IMEIs are definitely a challenge, but they're also different from these other identifiers because the IMEI is not a network identifier. When you attach to a mobile network, the attach process uses the IMSI to authenticate you and then the assigned IP address to provide data connectivity. The IMEI doesn't figure into it. In addition, an IMEI isn't part of an account or bound inherently to a user identity from the network's perspective. Technically the IMEI isn't required for the network to function.

That being said, IMEIs are yet another identifier among many that could be used for tracking in the future. We've been working on ways to prevent this from happening while still allowing some common uses such as the stolen phone database that IMEIs are supposed to be used for to continue to work, but in a privacy-preserving manner. (Rolling this out will require cooperation from several large players, likely including Apple, Google, and mobile operators, so it's not an easy road.)

Hey, I dream of a service like this and want you to succeed! But:

> Technically the IMEI isn't required for the network to function.

This is not correct.

Every carrier's SIM card firmware collects and reports the IMEI and modem manufacturer and firmware revision after AKA but before allowing any meaningful use of their network. There's nothing sinister about this; they have to do it in order to be aware of malfunctioning chipsets that crap all over their valuable spectrum. They most definitely do this on the first attach for a new IMSI, so they can block known-badly-behaving modems and update their IMSI<->IMEI mapping table. Verizon outright blocks the Quectel EC25 in many areas.

The only practical difference with IMEIs is that they are never sent in the clear. IMSIs are sent in the clear on the first network attach, which is the loophole that stingrays exploit. But most of your potential customers are more worried about carrier tracking than stingrays.

Have you found any carrier that will let you use random IMEIs, taking a different one each day like the IMSI? I haven't. Quectel hardware and a few Sierra devices will let you change the IMEI, so you can do the experiment. Osmocom has tools for sniffing the transactions between the SIM card and the baseband, although with an eSIM that may require some tricky desoldering work. Maybe you can solder an eSIM chip to a SIMcard-shaped PCB.

Biased opinion (author of PGPP https://www.usenix.org/system/files/sec21-schmitt.pdf). These types of attacks are numerous and easy across multiple generations of cellular. I'd argue the best solution is to simply stop using IMSIs that map directly to a user.

It‘s a very cool approach, I think where it falls short is that each UE will get the same key.

Much of the infrastructure around LTE & 5G is based on the assumption that noone but the operator has this key. However, since everyone has this key, it must now be considered public (since every SIM card can be used decode and encode any connection from any user).

This means that:

- The full connection plaintext will be leaked (yes, you should do TLS, but Metadata) - The IMEI (unique and persistent identifier of a phone) can be requested at will from an attacker (and is often requested by the operator at the beginning), thus allowing you to be tracked not only by the operator, but by any entity sniffing the wireless channel - Measurement Reports containing the exact GPS coordinates can be sniffed or requested by anyone

Still, it could be something for 6G for sure.

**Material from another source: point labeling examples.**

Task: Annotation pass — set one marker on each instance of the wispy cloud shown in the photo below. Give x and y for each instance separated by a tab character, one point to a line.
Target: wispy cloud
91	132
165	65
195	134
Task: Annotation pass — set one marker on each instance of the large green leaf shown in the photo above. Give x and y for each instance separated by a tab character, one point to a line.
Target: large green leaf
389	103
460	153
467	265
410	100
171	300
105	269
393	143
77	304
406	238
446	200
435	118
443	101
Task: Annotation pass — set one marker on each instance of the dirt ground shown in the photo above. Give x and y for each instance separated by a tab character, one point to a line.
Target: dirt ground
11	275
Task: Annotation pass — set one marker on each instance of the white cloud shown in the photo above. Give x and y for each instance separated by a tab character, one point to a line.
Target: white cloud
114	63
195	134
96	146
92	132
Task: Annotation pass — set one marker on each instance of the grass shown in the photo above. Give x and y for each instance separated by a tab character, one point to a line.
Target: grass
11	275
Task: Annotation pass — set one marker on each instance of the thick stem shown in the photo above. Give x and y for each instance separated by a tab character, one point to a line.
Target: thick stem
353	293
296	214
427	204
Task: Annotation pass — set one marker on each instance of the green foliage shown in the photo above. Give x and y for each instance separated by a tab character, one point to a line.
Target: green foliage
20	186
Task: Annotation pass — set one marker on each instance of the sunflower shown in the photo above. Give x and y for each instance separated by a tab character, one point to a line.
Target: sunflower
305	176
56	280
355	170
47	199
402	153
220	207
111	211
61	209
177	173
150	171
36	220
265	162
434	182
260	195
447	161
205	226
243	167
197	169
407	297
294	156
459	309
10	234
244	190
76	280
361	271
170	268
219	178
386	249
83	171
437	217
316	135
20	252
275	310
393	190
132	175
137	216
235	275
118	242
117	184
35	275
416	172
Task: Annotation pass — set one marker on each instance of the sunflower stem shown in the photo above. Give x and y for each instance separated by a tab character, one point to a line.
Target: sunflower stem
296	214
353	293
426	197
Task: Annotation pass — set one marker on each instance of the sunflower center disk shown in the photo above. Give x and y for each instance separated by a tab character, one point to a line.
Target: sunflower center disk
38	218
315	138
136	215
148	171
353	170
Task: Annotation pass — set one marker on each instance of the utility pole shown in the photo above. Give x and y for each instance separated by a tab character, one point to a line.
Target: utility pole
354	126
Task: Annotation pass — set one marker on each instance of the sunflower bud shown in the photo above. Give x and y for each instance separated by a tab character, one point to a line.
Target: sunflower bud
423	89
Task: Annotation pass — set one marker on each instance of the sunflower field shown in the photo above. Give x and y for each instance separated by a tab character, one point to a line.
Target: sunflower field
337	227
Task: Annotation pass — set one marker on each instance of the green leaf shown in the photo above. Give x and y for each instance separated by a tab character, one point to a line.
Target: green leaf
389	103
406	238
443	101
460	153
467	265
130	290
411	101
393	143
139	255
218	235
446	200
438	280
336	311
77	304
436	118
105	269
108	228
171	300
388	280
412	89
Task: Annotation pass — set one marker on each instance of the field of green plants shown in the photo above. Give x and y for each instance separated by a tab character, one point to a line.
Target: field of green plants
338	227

The regular attach procedure is unchanged. In the simplest version we give every SIM the identical IMSI and key.

However, their use is to only gain IP connectivity - the equivalent of an allow list on the backend db (AUSF) which gives you IP connectivity. At that point you do billing and auth at the PGPP-GW using oblivious auth tokens.

Thanks! You mention that this is the simplest version, is there one where you use distinct keys?

Also, regarding the IMEI - let‘s assume the UE nullified it, how would you distinguish between a legitimately nullified UE and a stolen UE that had its IMEI nullified?

Yes, in a perfect world, they would simply choose to not track. We (I'm a co-author on the research) chose to change things such that we don't need to rely on carrier benevolence.

Our fix changes the architecture to nullify an identity that has long been used to track users. The data has simply been available for them to sell as a byproduct of running a network.